実久

実久

■所在地佐賀市東与賀町実久
■登録ID1171

実久は東与賀町の東北部に位置し、北は堀を隔てて本庄町と接し、東は立野、西は鍛冶屋、南は上町に相接している。『正保絵図』に「実久」の村名が見えるが、有明海の干潟が干拓へ移行していった鎌倉時代の海岸地帯とみられている。万延元年の郷村帳には実久村の小字に「鍛冶屋・上町・島の内」が見える。
実久の地名について地元の人々の伝承によれば「実久の郷」よりきており、その郷主は故山口元助である。この山口元助は当時石高切米5石5斗の鉄砲足軽で、その大組頭は鍋島主水であった。その頃この村落の東の隅に「郷倉」があって、藩政時代から籾(もみ)を貯蔵していた。一面「実久津」の名称も残っていて、昔は海岸線か河川に近く、籾や穀類を船で積み出す場所だったことも考えられる現に「喜十屋敷」の名も残っているが、これは故平方喜十の屋敷のあとで、その頃、領中で15石の組頭であったという。水田圃場整備事業の際、この喜十屋敷の跡から数個の遺体や位牌等も掘り出されたそうである。その他、なまず屋敷とか田中屋敷等の旧地名が残っており、田中屋敷には墓地が現存している。
この実久は他の村落に比べて土地としては狭い方であるが、龍水院と円通寺の2か寺があり、すでに廃寺となった威徳寺と潮音寺があり、四つの寺院が連立していた。

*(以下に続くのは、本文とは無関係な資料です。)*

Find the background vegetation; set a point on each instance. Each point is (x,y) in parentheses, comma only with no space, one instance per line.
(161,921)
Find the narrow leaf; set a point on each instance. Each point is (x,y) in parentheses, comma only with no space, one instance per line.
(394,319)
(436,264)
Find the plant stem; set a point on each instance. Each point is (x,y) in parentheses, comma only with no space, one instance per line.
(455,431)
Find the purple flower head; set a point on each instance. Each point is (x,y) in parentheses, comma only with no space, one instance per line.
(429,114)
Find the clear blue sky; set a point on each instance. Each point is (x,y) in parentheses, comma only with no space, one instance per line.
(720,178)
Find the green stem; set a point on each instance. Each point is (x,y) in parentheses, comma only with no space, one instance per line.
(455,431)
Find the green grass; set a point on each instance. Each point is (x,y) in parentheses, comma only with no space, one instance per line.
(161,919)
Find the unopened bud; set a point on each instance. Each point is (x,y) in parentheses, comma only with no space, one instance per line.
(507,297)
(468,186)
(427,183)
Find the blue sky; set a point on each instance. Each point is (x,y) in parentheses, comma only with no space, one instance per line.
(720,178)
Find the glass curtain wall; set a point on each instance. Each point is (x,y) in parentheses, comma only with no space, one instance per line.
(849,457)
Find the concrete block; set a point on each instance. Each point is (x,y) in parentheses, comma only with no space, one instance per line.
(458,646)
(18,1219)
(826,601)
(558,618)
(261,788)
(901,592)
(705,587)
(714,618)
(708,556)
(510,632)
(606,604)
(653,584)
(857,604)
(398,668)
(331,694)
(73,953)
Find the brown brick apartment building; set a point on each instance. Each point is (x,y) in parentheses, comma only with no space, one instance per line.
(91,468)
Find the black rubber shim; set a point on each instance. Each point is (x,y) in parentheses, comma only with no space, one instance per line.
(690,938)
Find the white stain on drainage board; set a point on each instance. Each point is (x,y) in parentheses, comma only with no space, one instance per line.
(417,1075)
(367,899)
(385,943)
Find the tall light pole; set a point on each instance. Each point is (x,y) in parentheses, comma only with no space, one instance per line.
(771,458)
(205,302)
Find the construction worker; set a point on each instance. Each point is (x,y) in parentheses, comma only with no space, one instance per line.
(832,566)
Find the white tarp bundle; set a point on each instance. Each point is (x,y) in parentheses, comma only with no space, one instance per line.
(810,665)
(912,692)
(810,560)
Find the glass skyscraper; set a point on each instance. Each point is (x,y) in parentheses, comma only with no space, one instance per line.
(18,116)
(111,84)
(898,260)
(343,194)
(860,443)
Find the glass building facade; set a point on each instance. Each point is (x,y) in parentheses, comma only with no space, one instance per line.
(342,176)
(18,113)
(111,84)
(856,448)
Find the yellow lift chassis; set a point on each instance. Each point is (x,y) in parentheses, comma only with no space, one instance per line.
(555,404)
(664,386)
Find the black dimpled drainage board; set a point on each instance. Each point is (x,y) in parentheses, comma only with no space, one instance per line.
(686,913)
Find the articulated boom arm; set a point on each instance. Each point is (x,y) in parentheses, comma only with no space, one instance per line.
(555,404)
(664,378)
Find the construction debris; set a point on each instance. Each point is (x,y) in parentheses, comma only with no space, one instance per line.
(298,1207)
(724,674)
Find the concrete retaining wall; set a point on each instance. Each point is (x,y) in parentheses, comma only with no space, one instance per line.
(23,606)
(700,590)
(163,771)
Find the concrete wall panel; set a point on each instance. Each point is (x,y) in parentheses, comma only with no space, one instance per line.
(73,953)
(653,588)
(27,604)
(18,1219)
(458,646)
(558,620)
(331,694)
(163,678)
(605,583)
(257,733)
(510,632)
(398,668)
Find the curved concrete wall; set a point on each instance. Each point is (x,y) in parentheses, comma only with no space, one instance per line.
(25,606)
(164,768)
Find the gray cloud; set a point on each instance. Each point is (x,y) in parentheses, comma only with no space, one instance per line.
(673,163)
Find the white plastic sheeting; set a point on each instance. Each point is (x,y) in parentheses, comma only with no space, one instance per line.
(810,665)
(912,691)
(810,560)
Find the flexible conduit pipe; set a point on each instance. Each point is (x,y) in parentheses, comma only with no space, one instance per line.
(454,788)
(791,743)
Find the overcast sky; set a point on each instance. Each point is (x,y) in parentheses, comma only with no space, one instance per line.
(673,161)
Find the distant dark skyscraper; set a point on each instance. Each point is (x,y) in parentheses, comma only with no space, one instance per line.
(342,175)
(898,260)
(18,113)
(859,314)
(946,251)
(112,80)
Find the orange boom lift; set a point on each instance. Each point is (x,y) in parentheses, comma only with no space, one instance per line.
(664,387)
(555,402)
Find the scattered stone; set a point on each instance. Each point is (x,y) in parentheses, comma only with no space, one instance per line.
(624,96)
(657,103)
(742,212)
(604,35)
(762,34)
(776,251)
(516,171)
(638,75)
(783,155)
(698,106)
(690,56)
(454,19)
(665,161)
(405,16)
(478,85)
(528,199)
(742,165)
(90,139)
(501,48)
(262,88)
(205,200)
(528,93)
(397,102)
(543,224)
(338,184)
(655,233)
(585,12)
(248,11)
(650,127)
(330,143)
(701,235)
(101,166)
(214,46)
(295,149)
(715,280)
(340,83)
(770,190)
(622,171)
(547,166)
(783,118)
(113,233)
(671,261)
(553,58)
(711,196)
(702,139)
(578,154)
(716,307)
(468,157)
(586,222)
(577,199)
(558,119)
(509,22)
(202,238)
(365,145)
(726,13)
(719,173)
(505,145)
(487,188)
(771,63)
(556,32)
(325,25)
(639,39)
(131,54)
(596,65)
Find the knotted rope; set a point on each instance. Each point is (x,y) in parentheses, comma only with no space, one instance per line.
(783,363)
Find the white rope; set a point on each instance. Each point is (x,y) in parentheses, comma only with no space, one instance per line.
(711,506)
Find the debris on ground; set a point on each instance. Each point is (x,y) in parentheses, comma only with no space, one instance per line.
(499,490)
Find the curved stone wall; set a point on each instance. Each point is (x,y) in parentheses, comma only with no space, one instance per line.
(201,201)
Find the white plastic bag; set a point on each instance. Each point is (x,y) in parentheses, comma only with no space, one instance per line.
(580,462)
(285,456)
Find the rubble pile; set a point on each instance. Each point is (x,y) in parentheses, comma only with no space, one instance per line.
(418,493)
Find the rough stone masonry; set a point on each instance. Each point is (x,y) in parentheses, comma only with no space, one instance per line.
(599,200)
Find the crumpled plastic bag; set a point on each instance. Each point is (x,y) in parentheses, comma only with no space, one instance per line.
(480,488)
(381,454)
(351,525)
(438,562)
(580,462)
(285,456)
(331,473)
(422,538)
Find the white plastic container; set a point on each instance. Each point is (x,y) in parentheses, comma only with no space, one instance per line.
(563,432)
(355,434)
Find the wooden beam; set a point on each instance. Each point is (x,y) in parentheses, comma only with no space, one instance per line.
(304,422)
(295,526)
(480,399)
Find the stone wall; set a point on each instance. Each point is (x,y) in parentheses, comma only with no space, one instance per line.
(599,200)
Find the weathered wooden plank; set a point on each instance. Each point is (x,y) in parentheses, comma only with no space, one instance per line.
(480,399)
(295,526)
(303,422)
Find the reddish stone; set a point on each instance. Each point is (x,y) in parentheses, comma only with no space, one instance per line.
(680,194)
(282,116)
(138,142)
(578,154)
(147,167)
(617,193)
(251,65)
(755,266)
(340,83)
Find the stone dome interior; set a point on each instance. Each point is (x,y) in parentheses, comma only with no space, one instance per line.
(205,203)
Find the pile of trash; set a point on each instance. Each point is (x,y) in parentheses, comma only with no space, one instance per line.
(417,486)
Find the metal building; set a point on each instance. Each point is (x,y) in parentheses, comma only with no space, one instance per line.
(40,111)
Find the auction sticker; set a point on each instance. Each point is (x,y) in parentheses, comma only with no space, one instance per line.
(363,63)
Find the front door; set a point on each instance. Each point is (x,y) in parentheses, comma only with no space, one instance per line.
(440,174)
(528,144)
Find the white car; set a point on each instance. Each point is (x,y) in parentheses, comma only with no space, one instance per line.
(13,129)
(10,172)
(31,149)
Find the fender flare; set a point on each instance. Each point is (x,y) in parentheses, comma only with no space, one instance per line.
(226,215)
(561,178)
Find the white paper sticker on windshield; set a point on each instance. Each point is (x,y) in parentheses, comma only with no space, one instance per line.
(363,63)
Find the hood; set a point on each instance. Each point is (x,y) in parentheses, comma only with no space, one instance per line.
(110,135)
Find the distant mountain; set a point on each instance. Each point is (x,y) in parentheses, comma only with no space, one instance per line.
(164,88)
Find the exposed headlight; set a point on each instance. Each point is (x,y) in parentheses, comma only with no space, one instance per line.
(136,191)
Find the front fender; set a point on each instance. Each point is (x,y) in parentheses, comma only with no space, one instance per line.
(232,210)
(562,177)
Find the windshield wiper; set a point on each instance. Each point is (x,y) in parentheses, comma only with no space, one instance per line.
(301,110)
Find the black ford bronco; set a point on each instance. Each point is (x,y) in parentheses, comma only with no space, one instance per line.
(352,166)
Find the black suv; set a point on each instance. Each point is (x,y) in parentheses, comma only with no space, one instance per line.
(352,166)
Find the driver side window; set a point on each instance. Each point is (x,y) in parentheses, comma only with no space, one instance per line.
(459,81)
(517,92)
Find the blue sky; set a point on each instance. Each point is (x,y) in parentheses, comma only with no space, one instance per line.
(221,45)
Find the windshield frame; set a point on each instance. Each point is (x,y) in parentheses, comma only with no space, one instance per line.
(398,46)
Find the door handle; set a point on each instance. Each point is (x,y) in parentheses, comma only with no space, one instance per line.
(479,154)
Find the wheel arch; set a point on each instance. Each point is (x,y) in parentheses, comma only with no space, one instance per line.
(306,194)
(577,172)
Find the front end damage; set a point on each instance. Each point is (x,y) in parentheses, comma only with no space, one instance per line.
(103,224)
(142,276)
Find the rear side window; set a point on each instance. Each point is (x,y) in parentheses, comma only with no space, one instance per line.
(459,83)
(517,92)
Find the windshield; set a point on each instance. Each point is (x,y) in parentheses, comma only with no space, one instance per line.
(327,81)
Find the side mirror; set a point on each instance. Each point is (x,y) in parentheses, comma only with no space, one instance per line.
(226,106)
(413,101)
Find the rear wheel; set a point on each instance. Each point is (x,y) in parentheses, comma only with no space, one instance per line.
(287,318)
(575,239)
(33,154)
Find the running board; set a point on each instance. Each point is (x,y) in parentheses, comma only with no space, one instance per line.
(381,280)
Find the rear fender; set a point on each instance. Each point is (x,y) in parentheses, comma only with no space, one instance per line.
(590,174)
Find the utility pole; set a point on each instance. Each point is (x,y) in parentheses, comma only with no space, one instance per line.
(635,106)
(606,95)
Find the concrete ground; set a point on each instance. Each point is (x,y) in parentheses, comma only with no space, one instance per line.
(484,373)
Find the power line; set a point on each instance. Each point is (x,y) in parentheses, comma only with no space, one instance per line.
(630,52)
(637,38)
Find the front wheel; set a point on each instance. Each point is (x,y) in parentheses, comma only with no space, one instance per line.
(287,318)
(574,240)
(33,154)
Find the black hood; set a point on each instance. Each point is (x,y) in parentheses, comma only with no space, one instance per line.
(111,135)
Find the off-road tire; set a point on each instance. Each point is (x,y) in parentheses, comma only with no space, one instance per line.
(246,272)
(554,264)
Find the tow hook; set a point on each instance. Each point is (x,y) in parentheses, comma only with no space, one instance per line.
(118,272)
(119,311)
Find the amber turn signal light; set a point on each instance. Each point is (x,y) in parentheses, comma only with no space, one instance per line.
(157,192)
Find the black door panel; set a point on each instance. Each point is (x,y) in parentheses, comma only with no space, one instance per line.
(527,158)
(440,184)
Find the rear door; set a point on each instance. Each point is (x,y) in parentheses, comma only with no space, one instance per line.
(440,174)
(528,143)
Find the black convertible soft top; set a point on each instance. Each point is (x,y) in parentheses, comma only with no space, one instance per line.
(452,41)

このことは実久が東与賀村発祥の地として人口も多く戸数も多かったのではないかと推定される。実は本庄町鹿子八幡宮から御神体の一つを分けて、東与賀町船津八幡宮へ移した時の絵巻物が、この集落の旧家村岡氏宅に保存されている。それらと考え合わせるとこの実久は立野や鍛冶屋と共に、東与賀町でも一番早く開拓されたとちではないかと思惟される。ところが鍛冶屋における鍛冶職の衰退と共に、戸数も減じたがその際に実久より鍛冶屋に移住者が多かった。現在鍛冶屋に住む井原・平方・御厨等の姓はその代表であって、元々は実久の子孫であり分家である。